Abstract

Microbial translocation is a process wherein bacteria migrate from the gut to the blood, due to an alteration of the gut barrier [1]. This phenomenon is significant as it may trigger a persistent activation of the immune system, potentially influencing vaccine or treatment response [2]. Our understanding of the impact of this process is limited necessitating the development and the use of sophisticated bioinformatics and statistical methods to analyze and quantify non-human molecules from blood or plasma samples.

Translocation can be addressed using metagenomics or metatranscriptomics strategies based on state-of-the-art-methods that are commonly applied to data specifically produced in this context: targeting bacteria and other non-human sequences during the experiment. However, a key challenge with translocation involves the re-use of clinical study data, such as from vaccination (e.g., EBOVAC2 [3]) to characterize the non-human metagenome or metatranscriptome from blood sequencing. The main issue here is to deal with millions of short sequences with a majority coming from the human genome.

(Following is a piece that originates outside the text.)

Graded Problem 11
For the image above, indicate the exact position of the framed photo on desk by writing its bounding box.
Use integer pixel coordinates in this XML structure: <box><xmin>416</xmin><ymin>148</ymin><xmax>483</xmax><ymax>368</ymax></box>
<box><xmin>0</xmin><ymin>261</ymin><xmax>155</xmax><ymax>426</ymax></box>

Most clinical studies focus on the analysis of human data, while minimizing contamination by non-human molecules. When analyzing this data from a translocation perspective, non-human contaminants become the focus of the analysis as their composition has to be characterized. Therefore, such data requires initial filtration to remove human sequences, before analyzing the remaining small fraction (less than 1%) of non-human sequence.

A first work has been proposed by Douek et al. [2] to analyze the link between microbial composition and HIV infection treatment. In [2], the authors, exploit non-human reads within a pipeline that assembles such reads into contigs: longer sequences. Building on the work of Douek et al. and given the small quantities of non-human reads in vaccine cohorts, in this study we propose a pipeline that should allow enhancing sensitivity and specificity by directly analyzing non-human reads instead of contigs.

For this purpose, we implement a comparative approach to evaluate the most recent tools. This analysis raises some additional issues as the sequence databases to be used and the taxonomic assignment levels. Our findings will provide insights on the consistency of predictions across methods, regarding prevalent taxa in blood samples, and general patterns across patients.

These results will lay the groundwork for developing statistical models to relate bacterial compositions with vaccine responses. We aim to use models that incorporate robust methods to deal with the inherent sparsity and noise in such datasets. Our goal is to uncover how specific taxa in the blood correlate with the immune responses to vaccination, potentially explaining variations in vaccine efficacy among patients.

1. Sandler NG, Douek DC. Microbial translocation in HIV infection: causes, consequences and treatment opportunities. Nat. Rev. Microbiol. 2012;10:655‑66.
2. Nganou-Makamdop K, Talla A, Sharma AA, Darko S, Ransier A, Laboune F, et al. Translocated microbiome composition determines immunological outcome in treated HIV infection. Cell 2021;184:3899-3914.e16.
3. Blengio F, Hocini H, Richert L, Lefebvre C, Durand M, Hejblum B, et al. Identification of early gene expression profiles associated with long-lasting antibody responses to the Ebola vaccine Ad26.ZEBOV/MVA-BN-Filo. Cell Rep. 2023;42:113101.